Le Gabon et la BAD : relever le défi de l’exécution des projets de développement

Le portefeuille de la Banque africaine de développement (BAD) au Gabon, dont la valeur s’élève à 658,6 millions de dollars, est confronté à des lenteurs d’exécution persistantes. Malgré les efforts conjoints des autorités de Libreville et de l’institution panafricaine, ces retards n’ont pas été résorbés de manière durable. Bien que certains indicateurs montrent une amélioration récente, un décalage subsiste entre les engagements financiers et le rythme réel des décaissements sur le terrain. Cette situation, particulièrement prononcée au Gabon, pousse la BAD à repenser ses stratégies d’accompagnement.

Un portefeuille conséquent, une mise en œuvre laborieuse

Le volume des financements de la BAD pour le Gabon positionne le pays comme un partenaire clé de l’institution en Afrique centrale. Ces opérations ciblent des secteurs jugés essentiels pour diversifier l’économie gabonaise, traditionnellement dépendante des revenus pétroliers. Cependant, la mise en œuvre est freinée par des délais d’entrée en vigueur des accords de prêt, la complexité des procédures de passation de marchés et des problèmes de coordination entre les ministères.

Ces entraves administratives ne sont pas nouvelles. Elles sont régulièrement mentionnées dans les évaluations de performance réalisées conjointement par la BAD et le gouvernement gabonais depuis plusieurs années. Leur persistance soulève des questions sur la capacité du pays à absorber l’aide au développement, surtout dans un contexte où la transition, sous la direction du président Brice Clotaire Oligui Nguema, aspire à moderniser les infrastructures et à revitaliser l’investissement public.

La BAD intensifie son approche méthodologique

Afin de relancer la dynamique, la BAD a organisé une session de travail spécifique à Libreville. L’objectif était d’analyser, projet par projet, les obstacles qui ralentissent les décaissements et de proposer des solutions concrètes. Cette démarche implique une collaboration étroite entre les cellules d’exécution nationales, les ministères sectoriels et les équipes de la Banque. Elle s’inscrit dans une tendance générale chez les principaux bailleurs de fonds, qui privilégient désormais un accompagnement rapproché des maîtres d’ouvrage plutôt qu’une simple supervision fiduciaire.

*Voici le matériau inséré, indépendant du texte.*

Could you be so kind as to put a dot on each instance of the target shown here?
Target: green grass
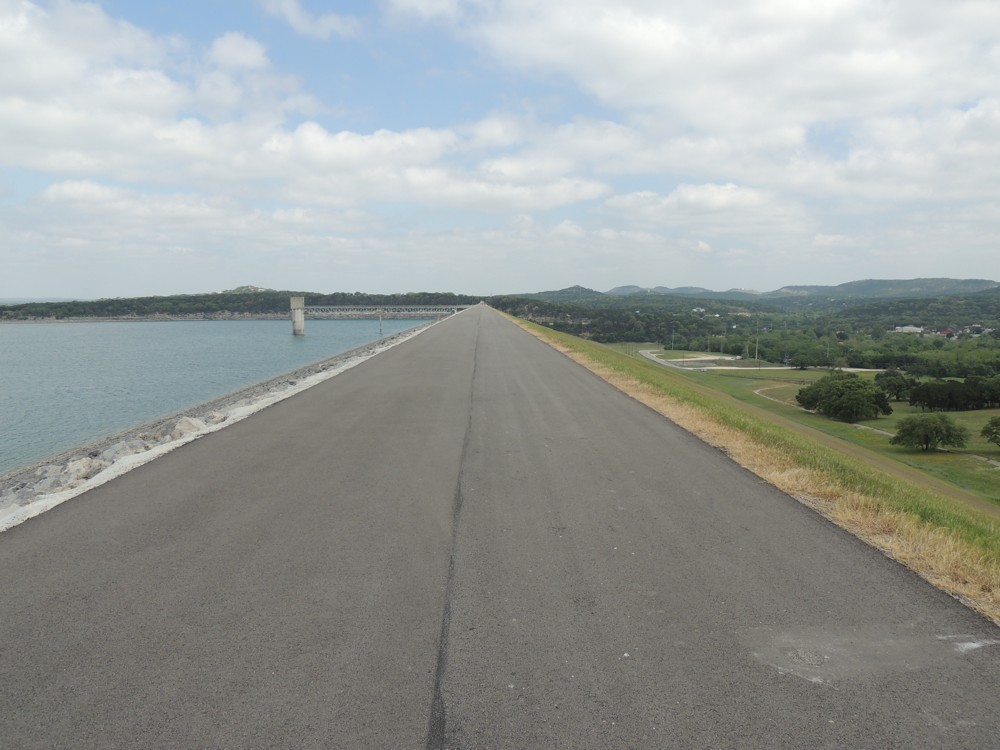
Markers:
(707, 394)
(957, 466)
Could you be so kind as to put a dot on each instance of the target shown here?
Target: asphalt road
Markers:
(471, 542)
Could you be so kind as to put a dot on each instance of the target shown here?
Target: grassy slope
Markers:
(950, 536)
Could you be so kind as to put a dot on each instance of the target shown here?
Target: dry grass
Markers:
(965, 567)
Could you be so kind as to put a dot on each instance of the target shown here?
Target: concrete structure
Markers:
(299, 310)
(298, 316)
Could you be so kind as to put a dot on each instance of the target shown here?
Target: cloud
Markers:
(237, 51)
(307, 24)
(722, 144)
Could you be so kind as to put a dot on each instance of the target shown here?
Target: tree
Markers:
(846, 397)
(896, 383)
(928, 431)
(992, 431)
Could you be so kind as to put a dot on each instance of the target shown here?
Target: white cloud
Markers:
(738, 144)
(322, 26)
(238, 51)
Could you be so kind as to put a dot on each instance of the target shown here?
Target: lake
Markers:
(66, 384)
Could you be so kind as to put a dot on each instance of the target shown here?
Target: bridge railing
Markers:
(300, 309)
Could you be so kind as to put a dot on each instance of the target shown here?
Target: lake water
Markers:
(65, 384)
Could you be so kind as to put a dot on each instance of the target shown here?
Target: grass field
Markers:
(775, 390)
(934, 519)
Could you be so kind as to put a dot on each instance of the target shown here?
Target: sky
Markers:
(494, 146)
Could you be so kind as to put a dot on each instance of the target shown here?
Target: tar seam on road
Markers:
(436, 724)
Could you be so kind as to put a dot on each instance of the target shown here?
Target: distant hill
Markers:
(851, 290)
(570, 295)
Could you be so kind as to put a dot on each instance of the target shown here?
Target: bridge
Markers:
(299, 310)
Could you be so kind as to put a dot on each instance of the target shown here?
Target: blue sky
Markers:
(494, 146)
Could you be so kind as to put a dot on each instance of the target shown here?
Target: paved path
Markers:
(471, 542)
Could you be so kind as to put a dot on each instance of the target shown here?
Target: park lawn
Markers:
(950, 536)
(959, 467)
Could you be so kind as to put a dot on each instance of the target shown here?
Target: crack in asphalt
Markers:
(437, 720)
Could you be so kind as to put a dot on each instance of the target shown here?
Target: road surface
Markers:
(471, 542)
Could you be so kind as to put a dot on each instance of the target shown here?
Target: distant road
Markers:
(471, 542)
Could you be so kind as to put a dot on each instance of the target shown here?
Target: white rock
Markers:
(85, 468)
(186, 426)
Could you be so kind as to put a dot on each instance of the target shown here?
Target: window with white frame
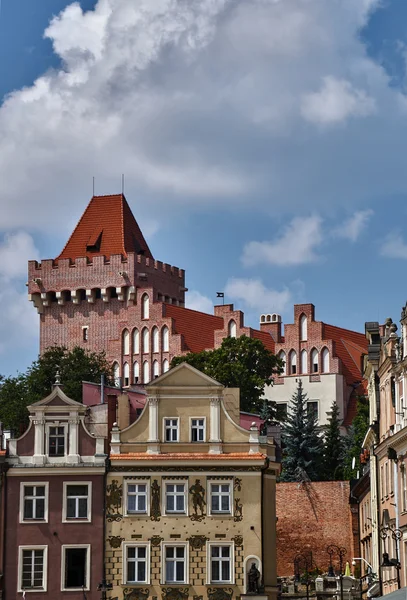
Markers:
(77, 501)
(171, 430)
(75, 567)
(175, 568)
(221, 563)
(220, 497)
(136, 563)
(175, 501)
(34, 502)
(32, 568)
(137, 497)
(56, 440)
(198, 430)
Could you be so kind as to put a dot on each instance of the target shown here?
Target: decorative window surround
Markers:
(164, 546)
(21, 550)
(34, 484)
(65, 517)
(126, 547)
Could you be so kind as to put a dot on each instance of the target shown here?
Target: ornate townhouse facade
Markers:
(190, 497)
(55, 490)
(105, 291)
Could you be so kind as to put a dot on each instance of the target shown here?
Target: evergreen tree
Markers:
(333, 447)
(302, 443)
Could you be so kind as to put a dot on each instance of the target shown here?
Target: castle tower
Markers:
(105, 288)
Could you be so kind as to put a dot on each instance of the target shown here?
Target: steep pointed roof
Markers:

L’institution s’attache notamment à renforcer les compétences des équipes gabonaises en matière de passation des marchés, de gestion financière et de suivi-évaluation. Les diagnostics récurrents mettent en évidence un manque d’expertise locale et un roulement fréquent des cadres techniques au sein de l’administration. Ces facteurs contribuent inévitablement à allonger les délais entre la signature d’un accord et le début effectif des travaux.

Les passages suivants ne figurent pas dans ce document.